Index: head/UPDATING
===================================================================
--- head/UPDATING
+++ head/UPDATING
@@ -31,6 +31,11 @@
 	disable the most expensive debugging functionality run
 	"ln -s 'abort:false,junk:false' /etc/malloc.conf".)
 
+20190608:
+	A fix was applied to i386 kernel modules to avoid panics with
+	dpcpu or vnet.  Users need to recompile i386 kernel modules
+	having pcpu or vnet sections or they will refuse to load.
+
 20190513:
 	User-wired pages now have their own counter,
 	vm.stats.vm.v_user_wire_count.  The vm.max_wired sysctl was renamed
Index: head/sys/conf/kmod.mk
===================================================================
--- head/sys/conf/kmod.mk
+++ head/sys/conf/kmod.mk
@@ -242,7 +242,13 @@
 .else
 ${FULLPROG}: ${OBJS}
 .endif
+.if !defined(FIRMWS) && (${MACHINE_CPUARCH} == "i386")
+	${LD} -m ${LD_EMULATION} ${_LDFLAGS} -r \
+	    -T ${SYSDIR}/conf/ldscript.set_padding \
+	    -d -o ${.TARGET} ${OBJS}
+.else
 	${LD} -m ${LD_EMULATION} ${_LDFLAGS} -r -d -o ${.TARGET} ${OBJS}
+.endif
 .if ${MK_CTF} != "no"
 	${CTFMERGE} ${CTFFLAGS} -o ${.TARGET} ${OBJS}
 .endif
Index: head/sys/conf/ldscript.set_padding
===================================================================
--- head/sys/conf/ldscript.set_padding
+++ head/sys/conf/ldscript.set_padding
@@ -0,0 +1,46 @@
+/*-
+ * SPDX-License-Identifier: BSD-2-Clause
+ *
+ * Copyright (c) 2018 Bjoern A. Zeeb
+ *
+ * Redistribution and use in source and binary forms, with or without
+ * modification, are permitted provided that the following conditions
+ * are met:
+ * 1. Redistributions of source code must retain the above copyright
+ *    notice, this list of conditions and the following disclaimer.

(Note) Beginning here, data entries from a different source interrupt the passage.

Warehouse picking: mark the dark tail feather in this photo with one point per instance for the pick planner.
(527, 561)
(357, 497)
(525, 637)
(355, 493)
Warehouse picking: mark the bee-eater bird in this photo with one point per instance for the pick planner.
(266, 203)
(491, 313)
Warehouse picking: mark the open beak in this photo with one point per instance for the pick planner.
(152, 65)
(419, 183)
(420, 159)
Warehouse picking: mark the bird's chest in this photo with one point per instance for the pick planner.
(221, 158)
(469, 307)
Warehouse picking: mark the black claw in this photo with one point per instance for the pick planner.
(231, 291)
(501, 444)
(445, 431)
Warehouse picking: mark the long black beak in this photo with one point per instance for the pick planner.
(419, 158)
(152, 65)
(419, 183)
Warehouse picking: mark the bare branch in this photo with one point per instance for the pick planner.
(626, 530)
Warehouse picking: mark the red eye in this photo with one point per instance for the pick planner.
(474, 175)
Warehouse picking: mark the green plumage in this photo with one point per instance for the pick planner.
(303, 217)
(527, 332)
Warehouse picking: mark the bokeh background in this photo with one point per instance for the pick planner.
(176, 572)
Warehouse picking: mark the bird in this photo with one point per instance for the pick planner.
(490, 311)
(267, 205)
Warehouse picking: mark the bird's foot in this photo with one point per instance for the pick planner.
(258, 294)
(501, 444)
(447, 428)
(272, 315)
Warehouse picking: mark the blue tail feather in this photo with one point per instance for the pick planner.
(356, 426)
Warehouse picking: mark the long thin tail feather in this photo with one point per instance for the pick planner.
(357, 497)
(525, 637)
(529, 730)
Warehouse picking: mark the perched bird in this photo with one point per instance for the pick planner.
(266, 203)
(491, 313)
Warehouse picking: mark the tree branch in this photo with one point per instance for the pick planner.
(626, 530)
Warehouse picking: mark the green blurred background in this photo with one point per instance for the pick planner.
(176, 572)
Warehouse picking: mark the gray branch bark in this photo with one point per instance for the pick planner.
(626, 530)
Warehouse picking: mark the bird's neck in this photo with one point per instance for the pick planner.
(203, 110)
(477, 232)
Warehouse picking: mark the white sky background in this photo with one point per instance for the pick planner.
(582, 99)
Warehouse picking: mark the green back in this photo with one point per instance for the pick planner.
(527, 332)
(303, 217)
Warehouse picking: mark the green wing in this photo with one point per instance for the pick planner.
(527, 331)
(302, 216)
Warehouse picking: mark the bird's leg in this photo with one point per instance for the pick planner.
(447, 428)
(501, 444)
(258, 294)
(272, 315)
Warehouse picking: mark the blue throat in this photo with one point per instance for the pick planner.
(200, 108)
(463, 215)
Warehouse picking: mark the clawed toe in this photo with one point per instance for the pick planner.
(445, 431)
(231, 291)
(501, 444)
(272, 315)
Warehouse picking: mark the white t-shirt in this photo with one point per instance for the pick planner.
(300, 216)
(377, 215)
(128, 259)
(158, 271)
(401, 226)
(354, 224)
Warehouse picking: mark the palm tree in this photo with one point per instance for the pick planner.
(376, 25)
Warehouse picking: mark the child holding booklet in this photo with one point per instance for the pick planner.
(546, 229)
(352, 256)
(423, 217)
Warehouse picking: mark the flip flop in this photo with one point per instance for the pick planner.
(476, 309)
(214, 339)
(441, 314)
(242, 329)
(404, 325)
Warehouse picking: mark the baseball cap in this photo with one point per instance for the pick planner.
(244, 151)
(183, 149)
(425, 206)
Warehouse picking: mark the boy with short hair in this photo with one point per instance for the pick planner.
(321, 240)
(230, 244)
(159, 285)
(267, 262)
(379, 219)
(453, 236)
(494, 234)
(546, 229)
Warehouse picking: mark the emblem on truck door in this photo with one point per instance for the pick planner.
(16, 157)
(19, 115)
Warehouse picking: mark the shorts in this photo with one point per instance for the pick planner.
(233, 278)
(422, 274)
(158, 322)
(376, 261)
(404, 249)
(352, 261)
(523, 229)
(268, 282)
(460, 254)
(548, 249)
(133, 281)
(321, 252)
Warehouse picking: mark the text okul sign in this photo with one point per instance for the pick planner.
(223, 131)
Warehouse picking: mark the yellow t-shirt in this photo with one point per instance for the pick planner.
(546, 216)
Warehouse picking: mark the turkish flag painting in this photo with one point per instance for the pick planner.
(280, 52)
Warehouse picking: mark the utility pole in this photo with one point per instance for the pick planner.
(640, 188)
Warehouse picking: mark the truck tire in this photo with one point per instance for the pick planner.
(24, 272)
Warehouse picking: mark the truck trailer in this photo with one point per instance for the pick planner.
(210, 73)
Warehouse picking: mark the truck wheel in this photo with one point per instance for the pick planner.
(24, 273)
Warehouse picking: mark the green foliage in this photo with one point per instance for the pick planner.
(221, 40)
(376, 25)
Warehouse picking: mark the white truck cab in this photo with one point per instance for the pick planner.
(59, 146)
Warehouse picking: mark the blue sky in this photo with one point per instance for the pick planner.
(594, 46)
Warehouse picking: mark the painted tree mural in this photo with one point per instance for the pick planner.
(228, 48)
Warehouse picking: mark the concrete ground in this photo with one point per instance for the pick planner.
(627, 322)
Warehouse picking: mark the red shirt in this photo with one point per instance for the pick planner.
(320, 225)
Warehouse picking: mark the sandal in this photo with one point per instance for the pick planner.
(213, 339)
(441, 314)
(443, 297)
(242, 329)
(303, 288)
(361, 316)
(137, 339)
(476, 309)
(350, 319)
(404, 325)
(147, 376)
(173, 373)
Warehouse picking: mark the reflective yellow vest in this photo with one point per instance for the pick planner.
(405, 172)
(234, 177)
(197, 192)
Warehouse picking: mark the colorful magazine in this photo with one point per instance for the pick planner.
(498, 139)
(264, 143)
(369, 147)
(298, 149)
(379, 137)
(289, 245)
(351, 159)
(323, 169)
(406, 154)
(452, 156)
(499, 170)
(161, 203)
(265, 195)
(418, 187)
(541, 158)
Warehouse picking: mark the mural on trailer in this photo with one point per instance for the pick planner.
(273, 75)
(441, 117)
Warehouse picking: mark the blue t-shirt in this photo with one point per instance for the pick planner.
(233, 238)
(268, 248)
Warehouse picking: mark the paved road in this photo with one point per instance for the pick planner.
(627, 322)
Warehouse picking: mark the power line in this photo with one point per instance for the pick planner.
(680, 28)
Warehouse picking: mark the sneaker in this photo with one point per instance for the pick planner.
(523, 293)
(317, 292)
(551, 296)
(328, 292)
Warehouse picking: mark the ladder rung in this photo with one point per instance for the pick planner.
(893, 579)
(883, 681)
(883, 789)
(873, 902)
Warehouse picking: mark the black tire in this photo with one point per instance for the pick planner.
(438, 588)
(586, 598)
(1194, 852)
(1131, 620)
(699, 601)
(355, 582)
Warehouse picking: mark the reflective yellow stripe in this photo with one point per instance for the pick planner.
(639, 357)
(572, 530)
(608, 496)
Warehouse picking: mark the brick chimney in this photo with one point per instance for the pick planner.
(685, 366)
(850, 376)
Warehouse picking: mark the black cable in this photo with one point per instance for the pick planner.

+ * 2. Redistributions in binary form must reproduce the above copyright
+ *    notice, this list of conditions and the following disclaimer in the
+ *    documentation and/or other materials provided with the distribution.
+ *
+ * THIS SOFTWARE IS PROVIDED BY THE AUTHOR AND CONTRIBUTORS ``AS IS'' AND
+ * ANY EXPRESS OR IMPLIED WARRANTIES, INCLUDING, BUT NOT LIMITED TO, THE
+ * IMPLIED WARRANTIES OF MERCHANTABILITY AND FITNESS FOR A PARTICULAR PURPOSE
+ * ARE DISCLAIMED.  IN NO EVENT SHALL THE AUTHOR OR CONTRIBUTORS BE LIABLE
+ * FOR ANY DIRECT, INDIRECT, INCIDENTAL, SPECIAL, EXEMPLARY, OR CONSEQUENTIAL
+ * DAMAGES (INCLUDING, BUT NOT LIMITED TO, PROCUREMENT OF SUBSTITUTE GOODS
+ * OR SERVICES; LOSS OF USE, DATA, OR PROFITS; OR BUSINESS INTERRUPTION)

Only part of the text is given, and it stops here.